“Inlaid Papier-mache” on The Iris: An Illuminated Souvenir for 1851. Philadelphia: Lippincott, Grambo & Co., 1851.(Gift of Michael Zinman.) |
Full calf, “sunk panel” on The Iris: An Illuminated Souvenir for 1851. Philadelphia: Lippincott, Grambo & Co., 1851. |
Lippincott, Grambo & Co. offered The Iris, An Illuminated Annual for 1851 in six different binding styles, two of
which are shown above. At the top is what they advertised as “Turkey Morocco
beveled, inlaid with Papier Maché” and below is “Calf…sunk panel and beveled.” These bindings show how
bookbinders, in the competitive era of gift book publishing, bound books with ingenuity
and efficiency.
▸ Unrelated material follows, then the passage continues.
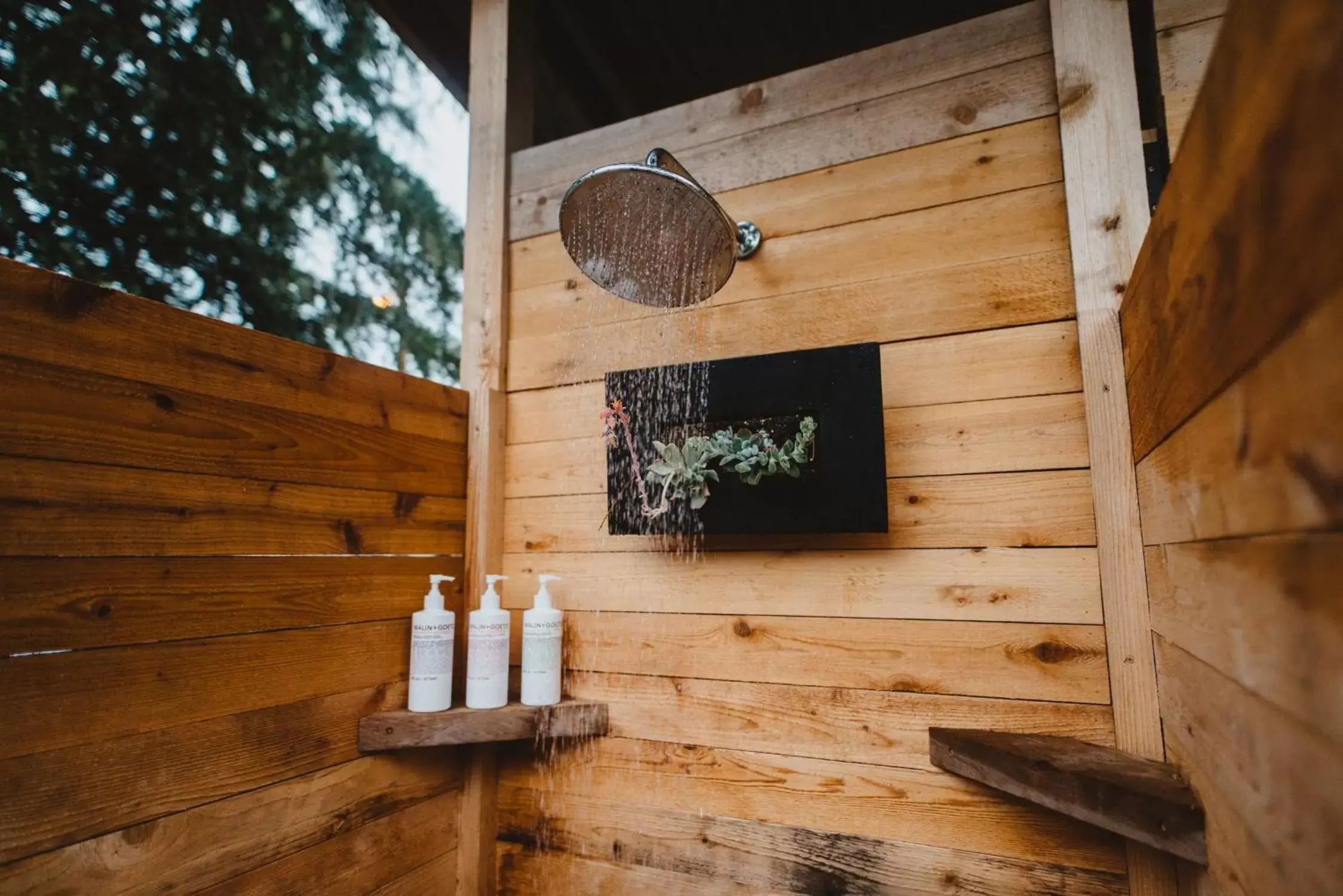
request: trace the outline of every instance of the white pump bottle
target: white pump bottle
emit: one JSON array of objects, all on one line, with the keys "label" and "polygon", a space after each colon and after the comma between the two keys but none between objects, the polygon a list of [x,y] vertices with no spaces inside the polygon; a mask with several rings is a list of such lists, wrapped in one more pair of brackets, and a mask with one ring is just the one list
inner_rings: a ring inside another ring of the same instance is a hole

The bookbinder made a
sunken impression in the leather cover that would accommodate the shape of the
papier-mâché panel and also made an arrangement of brass ornaments that stamped
a lacy gold pattern around it. Setting up the brass ornaments and creating the
die that made the deep impression in the leather would have been costly and
time consuming. It is not surprising, then, that the same brass ornaments and
die were used on another version of the same book, with the title stamped in
the sunken area.
The inlaid papier-mâché panel may
have been manufactured for another purpose. With its undulating contour, it
resembles other papier-mâché products from the same period. Attached to an ivory handle, it could have been a hand screen,
or mounted with hinges, it could also have been a box lid. Papier-mâché
manufacturers used punches and forms to create various shapes, and the
bookbinders had the ingenuity to use the papier-mâché in interesting ways.